Of Place and Memory:

The Yizkor Memorial Book as a Window Into a World Destroyed

"Our Kolno was an ordinary small town, one of hundreds like it, which existed in Poland and Eastern Europe before the Holocaust overcame the Jewish world, during the Second World War. But to us, born there, having spent our childhood and youth there, Kolno remains the one and only, the unique town, and no other town and city – however big or beautiful, could ever take its place."
Herschel Kolinsky, "Our Kolno," Sefer zikaron li-ḳehilat Kolna, 13


“The Yadov Book: in memory of the destroyed community” (frontispiece). Sefer Yadov; Yadov-buk [The Book of Jadow]. Ed.A. Wolf Yassni.
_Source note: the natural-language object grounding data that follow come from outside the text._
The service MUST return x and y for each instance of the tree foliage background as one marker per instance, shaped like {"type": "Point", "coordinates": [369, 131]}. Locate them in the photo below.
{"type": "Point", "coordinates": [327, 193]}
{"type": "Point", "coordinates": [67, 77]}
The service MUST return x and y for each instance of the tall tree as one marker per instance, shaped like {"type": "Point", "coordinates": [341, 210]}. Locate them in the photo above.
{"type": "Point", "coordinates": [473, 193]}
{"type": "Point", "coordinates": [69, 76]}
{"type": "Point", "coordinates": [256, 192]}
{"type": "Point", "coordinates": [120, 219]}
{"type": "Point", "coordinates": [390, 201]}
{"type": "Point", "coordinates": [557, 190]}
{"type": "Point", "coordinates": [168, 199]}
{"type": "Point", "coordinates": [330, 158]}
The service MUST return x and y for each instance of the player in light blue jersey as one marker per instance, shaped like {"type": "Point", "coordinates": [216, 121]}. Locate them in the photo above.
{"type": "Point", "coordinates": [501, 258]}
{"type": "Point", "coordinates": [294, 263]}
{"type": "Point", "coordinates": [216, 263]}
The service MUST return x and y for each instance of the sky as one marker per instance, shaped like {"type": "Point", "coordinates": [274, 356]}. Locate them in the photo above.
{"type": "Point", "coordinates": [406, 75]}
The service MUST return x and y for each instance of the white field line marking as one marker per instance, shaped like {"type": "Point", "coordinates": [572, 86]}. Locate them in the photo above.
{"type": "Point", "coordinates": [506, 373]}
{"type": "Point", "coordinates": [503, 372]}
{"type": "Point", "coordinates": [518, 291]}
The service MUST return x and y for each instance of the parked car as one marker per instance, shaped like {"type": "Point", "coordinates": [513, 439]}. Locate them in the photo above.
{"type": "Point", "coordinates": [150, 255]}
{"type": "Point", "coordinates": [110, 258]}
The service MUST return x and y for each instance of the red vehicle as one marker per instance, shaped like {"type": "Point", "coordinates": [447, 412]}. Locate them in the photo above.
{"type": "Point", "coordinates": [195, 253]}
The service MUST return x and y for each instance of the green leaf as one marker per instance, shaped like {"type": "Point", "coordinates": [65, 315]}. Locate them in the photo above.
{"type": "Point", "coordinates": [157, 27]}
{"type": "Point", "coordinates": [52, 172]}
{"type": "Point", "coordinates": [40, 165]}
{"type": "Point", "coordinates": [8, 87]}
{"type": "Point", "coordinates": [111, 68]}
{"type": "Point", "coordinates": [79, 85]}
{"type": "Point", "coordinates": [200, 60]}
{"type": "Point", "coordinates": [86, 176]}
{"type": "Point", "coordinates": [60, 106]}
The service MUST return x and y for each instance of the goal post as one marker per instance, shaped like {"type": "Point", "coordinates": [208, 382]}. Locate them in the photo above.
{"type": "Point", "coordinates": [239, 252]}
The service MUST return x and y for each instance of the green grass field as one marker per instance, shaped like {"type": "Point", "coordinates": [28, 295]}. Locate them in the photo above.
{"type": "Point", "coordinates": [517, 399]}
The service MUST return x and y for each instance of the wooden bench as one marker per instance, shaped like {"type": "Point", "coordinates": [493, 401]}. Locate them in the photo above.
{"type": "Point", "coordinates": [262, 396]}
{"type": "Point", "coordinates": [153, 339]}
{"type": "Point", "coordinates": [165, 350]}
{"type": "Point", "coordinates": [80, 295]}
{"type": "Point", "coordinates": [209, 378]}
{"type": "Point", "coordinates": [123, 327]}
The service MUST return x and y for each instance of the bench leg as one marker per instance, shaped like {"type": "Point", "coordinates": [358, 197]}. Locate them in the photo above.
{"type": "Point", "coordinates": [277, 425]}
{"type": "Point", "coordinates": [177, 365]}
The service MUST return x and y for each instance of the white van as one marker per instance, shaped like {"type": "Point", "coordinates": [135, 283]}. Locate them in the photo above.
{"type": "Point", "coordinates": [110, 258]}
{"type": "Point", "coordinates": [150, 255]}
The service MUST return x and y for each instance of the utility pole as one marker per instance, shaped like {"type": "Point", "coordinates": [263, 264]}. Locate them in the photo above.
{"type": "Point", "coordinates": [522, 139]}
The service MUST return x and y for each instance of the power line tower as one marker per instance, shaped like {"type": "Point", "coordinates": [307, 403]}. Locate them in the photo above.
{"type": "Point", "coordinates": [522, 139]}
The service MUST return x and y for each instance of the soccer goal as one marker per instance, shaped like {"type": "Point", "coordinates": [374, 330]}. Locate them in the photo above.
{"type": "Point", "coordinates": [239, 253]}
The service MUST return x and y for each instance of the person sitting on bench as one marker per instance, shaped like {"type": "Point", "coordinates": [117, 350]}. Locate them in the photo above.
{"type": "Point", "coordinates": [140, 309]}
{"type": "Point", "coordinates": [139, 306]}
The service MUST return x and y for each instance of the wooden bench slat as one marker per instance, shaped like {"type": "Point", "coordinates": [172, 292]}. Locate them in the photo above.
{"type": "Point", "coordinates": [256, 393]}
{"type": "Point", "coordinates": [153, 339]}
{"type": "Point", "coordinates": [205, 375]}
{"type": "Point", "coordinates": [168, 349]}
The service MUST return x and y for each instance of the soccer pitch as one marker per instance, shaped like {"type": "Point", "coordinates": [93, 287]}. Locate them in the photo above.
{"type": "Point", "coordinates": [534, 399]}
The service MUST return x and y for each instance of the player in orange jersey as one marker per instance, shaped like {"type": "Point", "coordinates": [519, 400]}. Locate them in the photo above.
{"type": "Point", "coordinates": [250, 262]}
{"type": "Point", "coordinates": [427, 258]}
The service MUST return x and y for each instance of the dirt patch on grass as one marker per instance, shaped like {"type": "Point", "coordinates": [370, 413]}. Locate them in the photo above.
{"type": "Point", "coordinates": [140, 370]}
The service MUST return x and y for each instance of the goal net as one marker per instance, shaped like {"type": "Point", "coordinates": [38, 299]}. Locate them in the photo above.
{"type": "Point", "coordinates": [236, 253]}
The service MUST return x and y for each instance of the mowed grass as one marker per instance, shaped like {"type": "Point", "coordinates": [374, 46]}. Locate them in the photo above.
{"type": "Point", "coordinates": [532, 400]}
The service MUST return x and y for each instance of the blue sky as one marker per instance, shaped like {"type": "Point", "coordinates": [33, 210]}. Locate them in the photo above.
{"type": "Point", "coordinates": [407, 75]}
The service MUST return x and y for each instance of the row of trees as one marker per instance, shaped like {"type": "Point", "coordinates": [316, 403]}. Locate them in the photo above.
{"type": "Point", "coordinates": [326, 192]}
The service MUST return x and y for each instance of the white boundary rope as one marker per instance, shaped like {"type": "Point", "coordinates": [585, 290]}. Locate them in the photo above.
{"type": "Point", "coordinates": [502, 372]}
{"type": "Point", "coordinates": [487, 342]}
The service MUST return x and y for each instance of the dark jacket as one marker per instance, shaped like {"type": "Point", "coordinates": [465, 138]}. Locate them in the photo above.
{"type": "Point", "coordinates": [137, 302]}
Jerusalem: Entsiḳlopediyah shel geluyot, [1966]. Yiddish; introd. also in Hebrew.

Modern-day Americans who know the word “shtetl” tend to associate it with the nostalgic idea of a small town somewhere in an Eastern European backwater, à la “Fiddler on the Roof.” But shtetlekh, market towns where Jews lived for centuries and often made up the bulk of the population, were very real places, especially to those who called them home. This exhibit explores a literary genre dedicated to memorializing the shtetlekh and other Jewish communities destroyed in the Shoah (Holocaust): the Yizkor book (Yizker-bukh in Yiddish; Sefer yizkor in Hebrew), or memorial book.
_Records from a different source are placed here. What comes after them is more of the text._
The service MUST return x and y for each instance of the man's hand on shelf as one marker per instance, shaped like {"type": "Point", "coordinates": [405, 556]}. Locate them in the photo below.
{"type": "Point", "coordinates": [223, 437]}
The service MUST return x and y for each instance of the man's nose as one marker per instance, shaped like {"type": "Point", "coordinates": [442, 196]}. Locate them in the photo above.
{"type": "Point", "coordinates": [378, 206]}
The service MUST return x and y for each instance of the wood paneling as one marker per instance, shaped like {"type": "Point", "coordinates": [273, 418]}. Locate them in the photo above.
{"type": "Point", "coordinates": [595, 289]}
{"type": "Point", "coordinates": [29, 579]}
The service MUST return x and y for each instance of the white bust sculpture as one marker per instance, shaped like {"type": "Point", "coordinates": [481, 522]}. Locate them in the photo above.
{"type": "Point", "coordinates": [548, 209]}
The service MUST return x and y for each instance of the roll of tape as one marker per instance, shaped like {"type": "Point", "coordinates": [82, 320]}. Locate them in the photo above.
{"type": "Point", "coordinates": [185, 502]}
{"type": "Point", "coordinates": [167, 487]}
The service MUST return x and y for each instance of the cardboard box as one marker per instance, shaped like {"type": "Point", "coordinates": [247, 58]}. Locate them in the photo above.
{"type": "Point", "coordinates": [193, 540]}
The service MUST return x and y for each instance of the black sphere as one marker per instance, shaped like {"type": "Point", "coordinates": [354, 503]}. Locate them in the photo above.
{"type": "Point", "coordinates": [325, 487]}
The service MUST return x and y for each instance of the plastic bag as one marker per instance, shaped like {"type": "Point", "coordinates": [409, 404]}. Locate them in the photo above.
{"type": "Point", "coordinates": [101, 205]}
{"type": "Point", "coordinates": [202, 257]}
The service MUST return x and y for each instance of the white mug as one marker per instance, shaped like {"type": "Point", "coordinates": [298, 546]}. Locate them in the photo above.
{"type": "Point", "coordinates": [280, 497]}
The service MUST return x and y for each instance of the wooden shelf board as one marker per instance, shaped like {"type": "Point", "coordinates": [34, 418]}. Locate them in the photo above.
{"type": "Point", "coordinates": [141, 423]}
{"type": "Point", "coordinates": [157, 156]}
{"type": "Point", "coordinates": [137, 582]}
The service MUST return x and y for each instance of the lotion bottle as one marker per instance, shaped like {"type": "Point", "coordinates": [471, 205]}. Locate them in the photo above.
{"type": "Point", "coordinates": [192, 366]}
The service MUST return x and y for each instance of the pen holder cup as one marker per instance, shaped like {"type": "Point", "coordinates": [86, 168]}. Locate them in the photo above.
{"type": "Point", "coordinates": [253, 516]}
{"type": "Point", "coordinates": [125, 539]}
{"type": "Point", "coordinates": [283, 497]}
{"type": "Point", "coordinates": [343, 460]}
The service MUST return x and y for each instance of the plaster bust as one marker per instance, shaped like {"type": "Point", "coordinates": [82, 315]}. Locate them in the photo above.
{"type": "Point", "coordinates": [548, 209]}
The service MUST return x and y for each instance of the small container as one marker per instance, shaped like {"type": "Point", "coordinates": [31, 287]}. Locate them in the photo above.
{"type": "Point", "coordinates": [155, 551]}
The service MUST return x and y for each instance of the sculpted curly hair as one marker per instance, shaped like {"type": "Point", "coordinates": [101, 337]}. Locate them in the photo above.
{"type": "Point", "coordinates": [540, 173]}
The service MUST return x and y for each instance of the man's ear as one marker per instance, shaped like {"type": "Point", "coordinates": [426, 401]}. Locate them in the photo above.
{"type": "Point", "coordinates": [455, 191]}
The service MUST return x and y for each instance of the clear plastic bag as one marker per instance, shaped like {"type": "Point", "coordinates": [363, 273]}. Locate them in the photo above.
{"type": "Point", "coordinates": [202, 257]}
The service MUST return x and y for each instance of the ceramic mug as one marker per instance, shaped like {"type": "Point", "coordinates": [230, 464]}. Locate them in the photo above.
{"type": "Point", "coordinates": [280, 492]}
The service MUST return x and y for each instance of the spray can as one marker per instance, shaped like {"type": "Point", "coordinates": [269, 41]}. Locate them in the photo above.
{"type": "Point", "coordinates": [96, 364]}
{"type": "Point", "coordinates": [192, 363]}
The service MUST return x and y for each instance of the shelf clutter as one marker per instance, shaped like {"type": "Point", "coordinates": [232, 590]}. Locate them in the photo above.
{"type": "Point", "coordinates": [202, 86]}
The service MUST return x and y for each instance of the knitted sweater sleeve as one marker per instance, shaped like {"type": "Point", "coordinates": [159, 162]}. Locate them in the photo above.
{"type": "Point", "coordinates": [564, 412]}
“Map of the shtetl.” Sefer Yadov; Yadov-buk [The Book of Jadow].

The Yizkor book has deep roots in Jewish tradition. Medieval German Jews, for example, created Memorbücher to memorialize prominent community members. But the utter destruction of the Holocaust, which wiped entire families and communities off of the face of the earth without a trace, transformed the act of remembering into something like a holy obligation for those who had emigrated before the war, and for those few who survived the devastation.


The Jews in Europe on the Eve of World War II. From Evyatar Friesel, Atlas of Modern Jewish History. New York: Oxford University Press, 1990.

In the 1950s and 1960s, natives of shtetlekh—and, in some cases, large towns and cities—across eastern and southeastern Europe set about to document their lost homes. Survivors’ organizations and landsmanshaftn (immigrants’ societies) in Israel, the United States, and elsewhere solicited histories, personal recollections, and eyewitness testimonies from anyone willing to put pen to paper. The books also recorded the names of the dead. The result, some 750 volumes printed in small quantities, are a testament to the diversity and vitality of a Jewish culture and way of life that was annihilated by the Nazis and their collaborators.


“The Courtyard of the Synagogue in ‘Old-Town.’” Ciechanowiec; mehoz Bialystok, sefer edut ve-zikaron [Ciechanoviec-Bialystok district; memorial and records]. Ed. E. Leoni. [Tel Aviv]: The Ciechanovitzer Immigrant Assoc. in Israel and the USA, [1964]. Hebrew, English, and Yiddish.

Portland State University Library holds one of the largest collections of Yizkor Books in the western United States, as well as an extremely rare Haggadah created by survivors in a Displaced Persons camp immediately after the end of World War II.